"Well," said Hugh, "if you are trapping, you want to get to your traps just as early in the day as you can see. Many a man has saved a beaver by doing that. You see, a beaver often gets caught when it's going home just before daylight, and it takes him some little time to thresh around and twist his feet off."
"Why, of course, rising in the morning is all a habit," said Mr. Clifford. "It's just as easy to get up at one hour as it is at another. In India, where, on account of the heat, we slept through the middle of the day, we used to get up before light, always."
"Well, Henry," said Hugh, "Jack tells me that there are lots of bear sign down at the pen, and I reckon we better do down and see what happened there." They went down there, and even Hugh was surprised at the amount of sign they found.
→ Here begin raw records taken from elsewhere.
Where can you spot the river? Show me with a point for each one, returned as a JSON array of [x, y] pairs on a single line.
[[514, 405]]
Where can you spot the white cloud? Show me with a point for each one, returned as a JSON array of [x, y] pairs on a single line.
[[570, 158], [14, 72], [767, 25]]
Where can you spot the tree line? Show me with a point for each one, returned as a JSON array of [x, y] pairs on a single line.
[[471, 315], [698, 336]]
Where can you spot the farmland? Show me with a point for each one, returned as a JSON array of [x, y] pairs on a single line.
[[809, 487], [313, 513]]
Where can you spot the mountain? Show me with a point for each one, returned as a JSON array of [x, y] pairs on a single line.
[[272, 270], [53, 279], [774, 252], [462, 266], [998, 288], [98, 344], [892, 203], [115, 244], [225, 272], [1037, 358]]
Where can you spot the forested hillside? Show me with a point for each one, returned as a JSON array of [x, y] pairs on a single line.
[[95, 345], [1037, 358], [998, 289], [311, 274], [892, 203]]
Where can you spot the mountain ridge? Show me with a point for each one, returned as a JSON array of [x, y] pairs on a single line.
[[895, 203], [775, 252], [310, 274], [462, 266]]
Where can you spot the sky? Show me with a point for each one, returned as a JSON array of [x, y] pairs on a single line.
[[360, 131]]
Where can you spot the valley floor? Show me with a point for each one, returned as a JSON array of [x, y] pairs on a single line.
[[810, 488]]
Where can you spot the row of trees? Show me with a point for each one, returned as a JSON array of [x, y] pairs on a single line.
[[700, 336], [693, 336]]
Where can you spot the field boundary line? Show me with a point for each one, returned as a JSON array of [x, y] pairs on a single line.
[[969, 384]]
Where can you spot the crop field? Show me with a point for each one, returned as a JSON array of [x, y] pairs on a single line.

Not the smallest vestige of the beaver remained, and all about the stick which had been thrust through them the ground was dug up and rooted over, as if the bears had suspected that something was buried there.
"Well, son," said Hugh, "I don't know but we've got more of a contract here than we reckoned on. We'll have to get a fresh bait for to-morrow night, sure. For as many bears as there are here, we ought to be able to catch two or three of them. You run down to the camp and bring up those sticks for the trigger and spindle, that I took down last night, and we'll fix them and set the trap now."
Jack brought the sticks, and some little time was devoted to arranging the trap. The beaver carcass was put on the end of the spindle and firmly tied there; a stake was driven into the ground just behind the bait, to hold in place the point of the spindle. A branch an inch long, standing out from the side of this stake at right angles to it, was smoothed so that the spindle, if pulled on, might easily slip out from under it. Then the other end of the spindle was rested on the bed-stick projecting out six or eight inches toward the mouth of the pen.
"Now," said Hugh, "this fall-log is heavy, and we've got to handle it pretty carefully. We don't want any of us to get caught in our own bear trap." He drove a stout stake into the ground just outside of the front one of the two stakes that were to guide the fall-log, and then, getting a long pole for a lever, the fall-log was lifted, the stake which had supported it was knocked away, and then the fall-log lowered until it was about four feet above the bait-stick. Then leaving Jones to hold the fall-log in position with the lever, Hugh went inside, and, resting one end of the trigger-stick on the portion of the spindle which projected beyond the bed-stick toward the mouth of the pen, he told Jones to lower the fall-log very slowly. Jones obeyed instructions, and after raising and lowering it several times, the fall-log and the spindle were held apart by the trigger-stick, and so delicately balanced that it looked to the boys almost as if a breath would disarrange them and bring the heavy fall-log down.
"There," said Hugh. "Now let's get out of this as quick as we can. I'm hungry and want something to eat." And indeed it was time that they should eat, for in their earnestness to set the trap the noon hour had long passed.